ABW wkrótce znów może zablokować „Wolne Media”

Po kilku miesiącach od złożenia skargi na zablokowanie dostępu do portalu WolneMedia.net przez Agencję Bezpieczeństwa Wewnętrznego do Wojewódzkiego Sądu Administracyjnego w Warszawie, dostałem decyzję. WSA umorzyła skargę, ponieważ pod koniec lipca ABW łaskawie odblokowała naszą stronę i wysłała do WSA prośbę o umorzenie.

Czy ABW uniknie odpowiedzialności? Najpierw wbrew konsytuacji zablokowali nasz portal (i wiele innych), a gdy sprawa zaczyna prawnie śmierdzieć odpowiedzialnością sądową, odblokowali nas i umorzyli skargę. Cóż za błyskotliwy szach i mat! Oto zdjęcia decyzji…

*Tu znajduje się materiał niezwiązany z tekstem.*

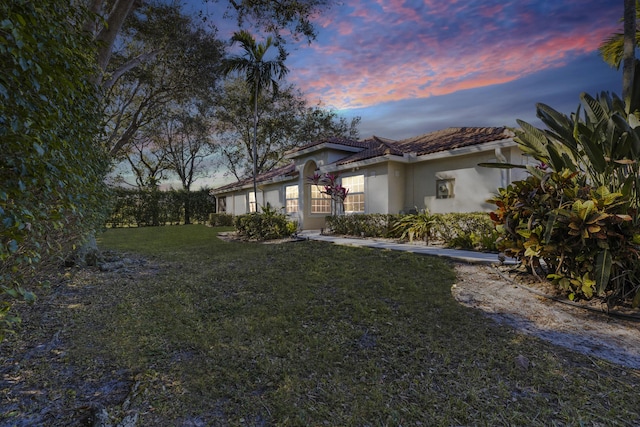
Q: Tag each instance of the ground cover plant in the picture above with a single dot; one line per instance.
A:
(184, 329)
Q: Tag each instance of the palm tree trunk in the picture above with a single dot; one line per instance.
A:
(255, 144)
(628, 64)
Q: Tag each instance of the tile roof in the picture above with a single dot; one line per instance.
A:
(429, 143)
(434, 142)
(335, 140)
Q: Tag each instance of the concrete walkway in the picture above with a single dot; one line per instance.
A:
(455, 254)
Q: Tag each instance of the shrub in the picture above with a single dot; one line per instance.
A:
(416, 225)
(266, 225)
(579, 236)
(152, 207)
(220, 220)
(52, 173)
(363, 225)
(579, 210)
(473, 230)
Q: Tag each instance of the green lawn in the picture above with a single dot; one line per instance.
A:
(312, 334)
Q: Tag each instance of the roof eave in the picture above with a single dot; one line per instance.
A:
(323, 146)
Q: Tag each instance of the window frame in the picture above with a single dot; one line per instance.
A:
(318, 199)
(292, 204)
(353, 193)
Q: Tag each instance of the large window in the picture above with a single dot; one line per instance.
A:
(252, 202)
(320, 202)
(291, 196)
(354, 203)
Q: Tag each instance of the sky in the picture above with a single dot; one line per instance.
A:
(409, 67)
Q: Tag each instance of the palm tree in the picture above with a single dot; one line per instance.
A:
(620, 48)
(261, 75)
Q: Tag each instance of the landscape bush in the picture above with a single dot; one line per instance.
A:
(364, 225)
(220, 220)
(473, 230)
(269, 224)
(52, 172)
(460, 230)
(152, 207)
(576, 218)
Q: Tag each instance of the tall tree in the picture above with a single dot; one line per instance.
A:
(285, 122)
(185, 65)
(261, 74)
(148, 161)
(186, 138)
(52, 189)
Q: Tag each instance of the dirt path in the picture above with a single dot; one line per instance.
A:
(588, 332)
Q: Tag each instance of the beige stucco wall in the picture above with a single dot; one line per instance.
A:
(473, 184)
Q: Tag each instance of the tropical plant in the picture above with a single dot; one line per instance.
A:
(261, 75)
(328, 184)
(600, 141)
(415, 226)
(620, 48)
(579, 236)
(612, 49)
(269, 224)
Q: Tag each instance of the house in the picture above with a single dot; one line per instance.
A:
(438, 171)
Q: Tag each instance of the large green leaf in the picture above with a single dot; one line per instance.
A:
(592, 108)
(559, 123)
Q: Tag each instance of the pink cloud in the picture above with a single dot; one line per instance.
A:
(369, 61)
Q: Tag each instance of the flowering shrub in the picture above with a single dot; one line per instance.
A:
(330, 187)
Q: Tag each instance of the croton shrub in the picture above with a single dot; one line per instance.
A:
(581, 237)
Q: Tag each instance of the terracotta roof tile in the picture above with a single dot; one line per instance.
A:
(442, 140)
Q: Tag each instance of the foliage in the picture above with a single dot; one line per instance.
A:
(166, 63)
(266, 225)
(603, 143)
(308, 333)
(578, 212)
(221, 220)
(363, 225)
(328, 184)
(261, 76)
(415, 226)
(152, 207)
(51, 173)
(473, 230)
(612, 48)
(580, 236)
(285, 121)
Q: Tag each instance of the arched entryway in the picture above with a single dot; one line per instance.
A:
(309, 221)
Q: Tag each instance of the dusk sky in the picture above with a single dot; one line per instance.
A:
(412, 67)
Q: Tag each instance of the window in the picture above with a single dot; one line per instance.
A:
(252, 201)
(355, 199)
(222, 204)
(320, 202)
(291, 197)
(444, 188)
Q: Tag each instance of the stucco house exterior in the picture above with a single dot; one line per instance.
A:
(438, 171)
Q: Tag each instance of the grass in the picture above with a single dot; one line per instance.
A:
(309, 334)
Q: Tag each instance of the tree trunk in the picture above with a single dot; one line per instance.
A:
(255, 146)
(628, 64)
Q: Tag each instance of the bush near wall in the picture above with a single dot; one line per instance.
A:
(364, 225)
(266, 225)
(141, 208)
(460, 230)
(221, 220)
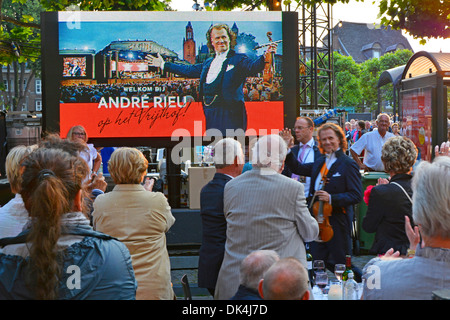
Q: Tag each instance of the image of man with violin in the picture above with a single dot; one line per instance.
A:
(221, 78)
(335, 187)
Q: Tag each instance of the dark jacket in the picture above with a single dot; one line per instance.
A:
(294, 150)
(345, 187)
(103, 262)
(214, 231)
(388, 206)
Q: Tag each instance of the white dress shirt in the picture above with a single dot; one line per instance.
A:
(372, 142)
(216, 66)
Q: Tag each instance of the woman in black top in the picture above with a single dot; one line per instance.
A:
(390, 200)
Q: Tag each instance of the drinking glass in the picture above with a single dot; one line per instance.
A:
(318, 266)
(338, 271)
(335, 291)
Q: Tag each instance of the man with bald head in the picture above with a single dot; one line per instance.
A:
(287, 279)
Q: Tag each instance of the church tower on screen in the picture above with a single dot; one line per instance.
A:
(189, 44)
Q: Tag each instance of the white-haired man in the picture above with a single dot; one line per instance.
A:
(229, 161)
(263, 210)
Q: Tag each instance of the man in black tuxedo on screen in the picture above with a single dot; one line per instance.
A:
(221, 78)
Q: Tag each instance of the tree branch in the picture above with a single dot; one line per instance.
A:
(20, 23)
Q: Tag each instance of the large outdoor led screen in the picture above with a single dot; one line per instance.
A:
(125, 97)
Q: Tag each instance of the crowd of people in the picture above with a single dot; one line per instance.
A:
(63, 236)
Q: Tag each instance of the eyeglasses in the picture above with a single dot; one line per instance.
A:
(301, 128)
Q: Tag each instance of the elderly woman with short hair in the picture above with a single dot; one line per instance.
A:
(140, 219)
(427, 272)
(390, 200)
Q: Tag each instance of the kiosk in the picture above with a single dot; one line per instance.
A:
(424, 95)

Oczywiście, moja prośba by sprawa została jednak rozpatrzona z powodu ważnego interesu publicznego, jakim jest wolność słowa w Polsce, i braku gwarancji, że ABW tuż po uprawomocnieniu się decyzji znów nas nie zablokuje, została rozpatrzona negatywnie. Sąd wolał umyć ręce od tej sprawy i zmieść ją pod dywan na korzyść ABW.

Co dalej?

Obawiam się, że ABW już wkrótce znów znów zablokuje nasz portal, zwłaszcza publicznej zapowiedzi premiera Mateusza Morawieckiego, że jego definicja rosyjskiej propagandy zostanie poszerzona o krytykowania go za jego decyzje, które wywołały kryzys gospodarczy i energetyczny w Polsce. Bo, jak powiedział, jest tylko jeden winowajca kryzysu ekonomicznego – Rosja. On niczemu nie jest winien. Nie podjął decyzji o lockdownach, nie podjął decyzji o dodruku pustego pieniądza, nie podjął decyzji o odmowie płacenia za rosyjski gaz rublami i to nie on lobbował za wprowadzeniem emgarga w UE na rosyjski węgiel. To Putin – jedyny winowajca. ABW (która zastąpiła UOP, który zastąpił SB) uważa pewnie tak samo jak premier (w końcu to organ podległy ministrowi, który podlega premierowi), bo wbrew nazwie nie dba o bezpieczeństwo wewnętrzne państwa, tylko o dobre samopoczucie rządu. Inaczej ABW dawno podjęłaby śledztwo przeciwko Morawieckiemu o spiskowanie z Klausem Schwabem przeciwko Polsce i Polakom, a nie walczyła z ich krytykami.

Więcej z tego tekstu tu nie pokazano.